I have reviewed and understand this waiver of liability and release, and I have signed it freely and voluntarily. No oral representations, statements, or inducements, apart from the above written statement, have been made.

I further state that I am at least eighteen (18) years of age and fully competent to sign this Agreement. I further state that I am the parent or legal guardian of the minor child/children identified below and fully competent to sign this Agreement on their behalf.  I have read this Waiver and Release in its entirety, and understand that by signing this form, my Covered Family Members are giving up legal rights and remedies.  I execute this release for full, adequate, and complete consideration fully intending to be bound by the same.

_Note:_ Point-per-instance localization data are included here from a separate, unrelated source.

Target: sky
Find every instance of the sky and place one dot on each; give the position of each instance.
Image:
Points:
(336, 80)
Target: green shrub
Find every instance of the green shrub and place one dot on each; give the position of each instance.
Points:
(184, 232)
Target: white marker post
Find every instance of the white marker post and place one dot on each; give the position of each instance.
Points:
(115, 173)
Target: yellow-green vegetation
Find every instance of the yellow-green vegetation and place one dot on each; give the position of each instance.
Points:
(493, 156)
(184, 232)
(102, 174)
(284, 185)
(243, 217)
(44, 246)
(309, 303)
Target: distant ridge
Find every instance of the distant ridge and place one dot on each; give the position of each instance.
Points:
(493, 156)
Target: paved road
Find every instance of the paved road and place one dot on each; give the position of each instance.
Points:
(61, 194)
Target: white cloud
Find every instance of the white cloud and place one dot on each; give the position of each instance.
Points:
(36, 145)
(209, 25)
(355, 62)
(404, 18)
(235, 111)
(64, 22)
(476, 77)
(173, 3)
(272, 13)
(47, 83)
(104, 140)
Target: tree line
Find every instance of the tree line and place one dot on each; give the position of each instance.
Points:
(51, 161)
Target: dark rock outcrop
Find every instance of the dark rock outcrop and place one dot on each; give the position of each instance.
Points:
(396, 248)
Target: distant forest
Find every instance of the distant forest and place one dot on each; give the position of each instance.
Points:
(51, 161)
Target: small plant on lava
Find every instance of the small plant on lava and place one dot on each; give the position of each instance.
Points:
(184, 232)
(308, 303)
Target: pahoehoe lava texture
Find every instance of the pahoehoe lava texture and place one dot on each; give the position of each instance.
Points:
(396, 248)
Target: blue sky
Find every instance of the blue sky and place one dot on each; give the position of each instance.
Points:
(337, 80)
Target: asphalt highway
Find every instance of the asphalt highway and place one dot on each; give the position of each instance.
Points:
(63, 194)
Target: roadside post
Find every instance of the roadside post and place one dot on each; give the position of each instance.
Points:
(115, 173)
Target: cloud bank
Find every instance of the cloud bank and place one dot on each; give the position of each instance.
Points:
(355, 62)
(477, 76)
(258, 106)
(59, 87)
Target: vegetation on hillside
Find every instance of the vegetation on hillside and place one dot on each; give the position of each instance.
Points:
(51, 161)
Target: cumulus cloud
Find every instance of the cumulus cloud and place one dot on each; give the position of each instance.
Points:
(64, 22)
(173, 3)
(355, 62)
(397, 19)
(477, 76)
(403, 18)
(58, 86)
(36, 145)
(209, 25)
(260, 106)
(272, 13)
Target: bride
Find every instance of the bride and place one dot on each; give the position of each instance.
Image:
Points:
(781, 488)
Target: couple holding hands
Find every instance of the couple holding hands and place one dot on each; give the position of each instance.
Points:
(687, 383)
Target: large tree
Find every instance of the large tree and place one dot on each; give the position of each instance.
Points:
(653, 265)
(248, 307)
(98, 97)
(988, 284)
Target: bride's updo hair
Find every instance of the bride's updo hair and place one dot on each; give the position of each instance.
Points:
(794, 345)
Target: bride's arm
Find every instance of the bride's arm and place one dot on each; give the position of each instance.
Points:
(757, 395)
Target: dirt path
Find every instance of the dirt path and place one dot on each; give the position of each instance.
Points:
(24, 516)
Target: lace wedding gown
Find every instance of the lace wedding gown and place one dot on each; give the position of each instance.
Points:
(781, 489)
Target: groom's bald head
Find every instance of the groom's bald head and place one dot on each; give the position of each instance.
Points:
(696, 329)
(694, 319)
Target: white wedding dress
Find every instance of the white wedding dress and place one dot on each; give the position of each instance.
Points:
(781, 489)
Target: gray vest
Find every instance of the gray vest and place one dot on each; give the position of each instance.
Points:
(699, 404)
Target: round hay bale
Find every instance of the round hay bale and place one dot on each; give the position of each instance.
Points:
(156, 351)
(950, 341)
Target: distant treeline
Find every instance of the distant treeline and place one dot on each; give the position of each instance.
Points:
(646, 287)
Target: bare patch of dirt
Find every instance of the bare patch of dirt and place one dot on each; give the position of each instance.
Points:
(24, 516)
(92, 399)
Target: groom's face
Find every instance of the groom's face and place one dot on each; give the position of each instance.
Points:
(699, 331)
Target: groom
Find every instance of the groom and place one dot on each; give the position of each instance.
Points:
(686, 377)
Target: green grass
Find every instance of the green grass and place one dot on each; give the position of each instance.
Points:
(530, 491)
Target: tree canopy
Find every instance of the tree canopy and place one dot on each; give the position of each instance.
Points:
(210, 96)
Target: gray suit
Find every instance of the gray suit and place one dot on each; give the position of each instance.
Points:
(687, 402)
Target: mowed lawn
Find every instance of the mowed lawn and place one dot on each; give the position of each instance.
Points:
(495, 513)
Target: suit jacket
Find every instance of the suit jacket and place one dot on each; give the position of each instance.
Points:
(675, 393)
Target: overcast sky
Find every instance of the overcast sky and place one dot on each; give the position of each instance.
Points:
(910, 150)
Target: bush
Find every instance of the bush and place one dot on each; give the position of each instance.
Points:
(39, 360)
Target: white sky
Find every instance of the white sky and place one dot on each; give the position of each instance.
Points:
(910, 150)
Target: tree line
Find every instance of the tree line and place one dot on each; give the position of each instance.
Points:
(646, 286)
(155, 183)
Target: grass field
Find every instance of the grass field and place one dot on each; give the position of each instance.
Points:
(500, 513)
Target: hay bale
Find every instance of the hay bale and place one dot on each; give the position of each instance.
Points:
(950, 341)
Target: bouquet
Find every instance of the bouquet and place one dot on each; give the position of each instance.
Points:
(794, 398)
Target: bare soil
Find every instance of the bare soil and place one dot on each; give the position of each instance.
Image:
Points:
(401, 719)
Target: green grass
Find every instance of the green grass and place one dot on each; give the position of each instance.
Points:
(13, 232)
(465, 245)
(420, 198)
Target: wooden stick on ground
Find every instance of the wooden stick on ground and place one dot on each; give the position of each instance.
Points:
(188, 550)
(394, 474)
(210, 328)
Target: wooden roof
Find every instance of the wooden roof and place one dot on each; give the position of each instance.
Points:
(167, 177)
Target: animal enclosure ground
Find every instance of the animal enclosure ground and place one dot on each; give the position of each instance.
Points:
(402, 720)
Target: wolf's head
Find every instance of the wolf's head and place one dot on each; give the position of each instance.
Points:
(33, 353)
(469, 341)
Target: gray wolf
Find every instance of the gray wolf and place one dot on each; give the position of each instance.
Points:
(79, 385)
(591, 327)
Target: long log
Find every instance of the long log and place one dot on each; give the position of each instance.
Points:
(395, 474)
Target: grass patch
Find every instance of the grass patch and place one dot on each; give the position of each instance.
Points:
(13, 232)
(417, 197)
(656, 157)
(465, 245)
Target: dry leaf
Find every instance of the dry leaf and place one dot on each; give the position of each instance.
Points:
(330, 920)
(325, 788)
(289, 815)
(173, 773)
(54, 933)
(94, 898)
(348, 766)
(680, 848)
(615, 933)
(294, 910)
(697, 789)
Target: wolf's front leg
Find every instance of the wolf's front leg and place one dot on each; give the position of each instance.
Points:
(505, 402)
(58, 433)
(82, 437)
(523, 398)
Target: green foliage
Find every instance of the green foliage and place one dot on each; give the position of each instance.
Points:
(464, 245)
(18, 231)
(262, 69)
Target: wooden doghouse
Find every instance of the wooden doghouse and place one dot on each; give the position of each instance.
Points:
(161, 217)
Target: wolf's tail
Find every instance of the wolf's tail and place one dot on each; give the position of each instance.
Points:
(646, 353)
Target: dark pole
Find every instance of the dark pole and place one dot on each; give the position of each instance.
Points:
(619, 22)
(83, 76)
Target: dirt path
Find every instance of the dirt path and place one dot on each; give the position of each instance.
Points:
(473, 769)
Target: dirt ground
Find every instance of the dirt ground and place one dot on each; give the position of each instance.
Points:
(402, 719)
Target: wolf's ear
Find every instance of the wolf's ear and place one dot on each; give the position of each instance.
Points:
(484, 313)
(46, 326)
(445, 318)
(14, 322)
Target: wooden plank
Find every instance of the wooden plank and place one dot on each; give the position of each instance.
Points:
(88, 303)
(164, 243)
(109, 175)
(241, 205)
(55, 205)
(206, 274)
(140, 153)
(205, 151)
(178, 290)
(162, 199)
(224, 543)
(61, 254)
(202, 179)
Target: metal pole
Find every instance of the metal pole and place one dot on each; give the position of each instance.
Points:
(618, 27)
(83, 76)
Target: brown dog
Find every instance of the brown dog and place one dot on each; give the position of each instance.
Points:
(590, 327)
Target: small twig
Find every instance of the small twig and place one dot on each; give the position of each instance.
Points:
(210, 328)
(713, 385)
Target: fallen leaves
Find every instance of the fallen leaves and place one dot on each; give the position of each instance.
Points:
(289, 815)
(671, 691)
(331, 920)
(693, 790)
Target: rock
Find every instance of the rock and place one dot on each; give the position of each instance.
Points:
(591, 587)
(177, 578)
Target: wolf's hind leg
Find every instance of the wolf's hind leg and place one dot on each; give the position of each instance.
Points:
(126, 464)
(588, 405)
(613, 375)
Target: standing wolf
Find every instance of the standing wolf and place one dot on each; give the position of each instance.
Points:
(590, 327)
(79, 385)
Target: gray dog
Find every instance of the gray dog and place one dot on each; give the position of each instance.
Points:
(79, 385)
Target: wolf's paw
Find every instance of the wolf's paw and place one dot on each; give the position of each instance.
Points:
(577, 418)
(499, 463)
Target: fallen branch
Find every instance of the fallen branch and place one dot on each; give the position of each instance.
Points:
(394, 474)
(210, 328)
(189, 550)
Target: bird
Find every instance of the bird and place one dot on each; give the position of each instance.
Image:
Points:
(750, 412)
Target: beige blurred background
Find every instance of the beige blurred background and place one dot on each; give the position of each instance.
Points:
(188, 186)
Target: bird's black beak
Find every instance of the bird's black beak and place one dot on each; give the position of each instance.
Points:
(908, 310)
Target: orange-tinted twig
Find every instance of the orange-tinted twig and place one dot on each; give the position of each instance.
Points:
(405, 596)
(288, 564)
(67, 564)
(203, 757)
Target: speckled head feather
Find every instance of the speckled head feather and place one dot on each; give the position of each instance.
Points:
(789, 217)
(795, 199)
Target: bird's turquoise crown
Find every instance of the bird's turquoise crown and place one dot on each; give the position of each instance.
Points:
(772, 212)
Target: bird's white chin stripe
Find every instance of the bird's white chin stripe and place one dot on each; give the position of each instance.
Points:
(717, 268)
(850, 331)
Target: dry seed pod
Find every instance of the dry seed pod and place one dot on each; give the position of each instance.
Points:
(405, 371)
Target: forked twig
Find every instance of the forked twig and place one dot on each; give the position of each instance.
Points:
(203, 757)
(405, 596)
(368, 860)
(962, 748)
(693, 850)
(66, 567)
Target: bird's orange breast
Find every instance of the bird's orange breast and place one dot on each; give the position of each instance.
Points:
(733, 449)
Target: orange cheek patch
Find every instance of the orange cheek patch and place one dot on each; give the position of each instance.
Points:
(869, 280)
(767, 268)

I expressly agree that this Waiver and Release is intended to be as broad and inclusive as permitted by the laws of the State of New York, and that this Waiver and Release shall be governed by and interpreted in accordance with the laws of the State of New York.  I agree that in the event that any clause or provision of this Waiver and Release is deemed invalid, the enforceability of the remaining provisions of this Waiver and Release shall not be affected.